ALLAH C.C un 7 Kat semanın üzerinde yaratıklarından ayrı olarak keyfiyetine göre ARŞ' ına istiva ettiğinin KUR' AN dan delilleri...
Biz senin yüzünün göğe doğru çevrilmekte olduğunu görüyoruz. İşte şimdi, seni memnun olacağın bir kıbleye döndürüyoruz. Artık yüzünü Mescid-i Haram tarafına çevir. (Ey müslümanlar!) Siz de nerede olursanız olun, (namazda) yüzlerinizi o tarafa çevirin. Şüphe yok ki, ehl-i kitap, onun Rablerinden gelen gerçek olduğunu çok iyi bilirler.
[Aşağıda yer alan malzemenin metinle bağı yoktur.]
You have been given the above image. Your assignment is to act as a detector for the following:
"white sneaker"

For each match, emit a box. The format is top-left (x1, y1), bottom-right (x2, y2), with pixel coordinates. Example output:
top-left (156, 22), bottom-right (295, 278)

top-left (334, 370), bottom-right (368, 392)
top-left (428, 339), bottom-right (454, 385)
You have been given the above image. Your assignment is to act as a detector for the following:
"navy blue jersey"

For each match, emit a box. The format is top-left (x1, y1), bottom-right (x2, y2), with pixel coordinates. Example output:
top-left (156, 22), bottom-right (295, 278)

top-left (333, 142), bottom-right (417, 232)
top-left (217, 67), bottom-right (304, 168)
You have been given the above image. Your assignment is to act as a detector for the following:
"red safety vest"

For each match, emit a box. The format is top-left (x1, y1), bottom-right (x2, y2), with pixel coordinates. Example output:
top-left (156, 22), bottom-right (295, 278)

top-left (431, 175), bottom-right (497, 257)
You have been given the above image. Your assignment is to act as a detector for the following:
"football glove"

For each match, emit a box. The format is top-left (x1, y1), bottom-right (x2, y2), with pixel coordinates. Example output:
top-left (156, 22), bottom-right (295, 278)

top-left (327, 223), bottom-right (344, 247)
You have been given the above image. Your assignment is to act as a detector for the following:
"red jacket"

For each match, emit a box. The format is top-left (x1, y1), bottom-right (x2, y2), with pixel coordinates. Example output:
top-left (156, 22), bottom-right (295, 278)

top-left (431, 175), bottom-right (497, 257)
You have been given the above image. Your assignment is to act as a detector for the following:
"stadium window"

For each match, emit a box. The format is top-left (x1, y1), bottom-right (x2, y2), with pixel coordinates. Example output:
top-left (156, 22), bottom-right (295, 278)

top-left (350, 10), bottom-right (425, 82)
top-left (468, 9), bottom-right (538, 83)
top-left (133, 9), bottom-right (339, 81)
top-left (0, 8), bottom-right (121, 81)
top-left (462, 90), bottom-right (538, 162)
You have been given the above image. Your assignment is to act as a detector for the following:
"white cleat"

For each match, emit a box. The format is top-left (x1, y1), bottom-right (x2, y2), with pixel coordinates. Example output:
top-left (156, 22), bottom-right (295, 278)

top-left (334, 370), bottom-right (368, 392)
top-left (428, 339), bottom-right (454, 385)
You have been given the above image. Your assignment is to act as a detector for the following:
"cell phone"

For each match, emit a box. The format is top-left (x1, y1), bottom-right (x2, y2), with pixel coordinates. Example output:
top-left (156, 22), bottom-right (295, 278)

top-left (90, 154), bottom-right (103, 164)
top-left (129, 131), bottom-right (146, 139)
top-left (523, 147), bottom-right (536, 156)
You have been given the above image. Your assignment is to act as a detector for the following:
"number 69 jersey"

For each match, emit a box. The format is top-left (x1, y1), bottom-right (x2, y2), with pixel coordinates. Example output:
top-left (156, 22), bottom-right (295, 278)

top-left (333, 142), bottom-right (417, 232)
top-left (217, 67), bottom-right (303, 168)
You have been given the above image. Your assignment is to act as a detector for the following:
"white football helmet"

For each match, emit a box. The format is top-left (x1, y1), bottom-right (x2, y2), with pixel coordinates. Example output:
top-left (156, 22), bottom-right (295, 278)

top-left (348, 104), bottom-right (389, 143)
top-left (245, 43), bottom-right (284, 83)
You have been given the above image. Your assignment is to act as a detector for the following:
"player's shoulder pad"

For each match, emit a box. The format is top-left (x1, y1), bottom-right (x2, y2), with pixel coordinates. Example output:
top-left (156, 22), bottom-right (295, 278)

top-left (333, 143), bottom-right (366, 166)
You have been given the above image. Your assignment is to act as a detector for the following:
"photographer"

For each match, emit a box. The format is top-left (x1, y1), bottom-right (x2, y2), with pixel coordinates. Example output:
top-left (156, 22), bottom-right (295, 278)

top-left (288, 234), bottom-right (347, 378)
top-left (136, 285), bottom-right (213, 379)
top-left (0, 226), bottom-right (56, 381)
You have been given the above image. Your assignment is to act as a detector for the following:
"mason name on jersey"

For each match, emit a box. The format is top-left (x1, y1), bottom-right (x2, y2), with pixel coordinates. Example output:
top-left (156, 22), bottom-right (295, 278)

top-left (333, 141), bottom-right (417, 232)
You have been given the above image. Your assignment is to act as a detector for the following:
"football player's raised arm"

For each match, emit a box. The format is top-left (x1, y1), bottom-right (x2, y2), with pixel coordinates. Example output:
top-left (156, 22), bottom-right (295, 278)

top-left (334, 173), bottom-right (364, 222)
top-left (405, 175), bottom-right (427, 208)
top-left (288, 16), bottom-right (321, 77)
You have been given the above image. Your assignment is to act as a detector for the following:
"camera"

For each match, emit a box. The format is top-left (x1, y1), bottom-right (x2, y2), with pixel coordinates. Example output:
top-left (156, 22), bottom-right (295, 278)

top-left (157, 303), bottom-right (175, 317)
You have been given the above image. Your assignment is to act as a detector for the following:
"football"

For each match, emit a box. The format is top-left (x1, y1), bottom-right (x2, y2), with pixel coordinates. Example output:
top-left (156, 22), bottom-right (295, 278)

Allah onların yapmakta olduklarından habersiz değildir. Bakara / 144
«Güzel söz O'na yükselir. Onu da iyi amel yükseltir-(28),
«Ben senin dünya hayatına son verir ve kendime yükseltirim»(29),
«Göktekinin sizi yere geçirmesmden emin mi oldunuz? Bakarsın ki o (yer durmadan) çalkalanmaktadır. Yahut göktekinin üzerinize taş yağdırıcı (rüzgâr) göndermesinden emin mi oldunuz?»(30),
«Aksine Allah onu kendisine yükseltmiştir»(31),
«Melekler de, ruh da O'na yükselir»(32),
«Gökten yere işi düzenler, sonra ona yükselir»(33),
'Üstlerindeki Rab-lerinden korkarlar»(34).
Altı yerde de:
«Sonra Arş'a istiva etti"(35) buyurulmaktadır.
«O Rahman ki Arş'a istiva etti»(36).
Firavn'un söylediğini haber verirken de: «Ey Hâmân, benim için yüksek, bir köşk bina et. Olur ki yollara, göklerin yollarına ulaşırım da, Musa'nın ilâhına muttali olurum»(37)
buyurmaktadır. Yine şöyle buyurulur:
«(O) Hakim ve Hamid'den indirilmedir»(38).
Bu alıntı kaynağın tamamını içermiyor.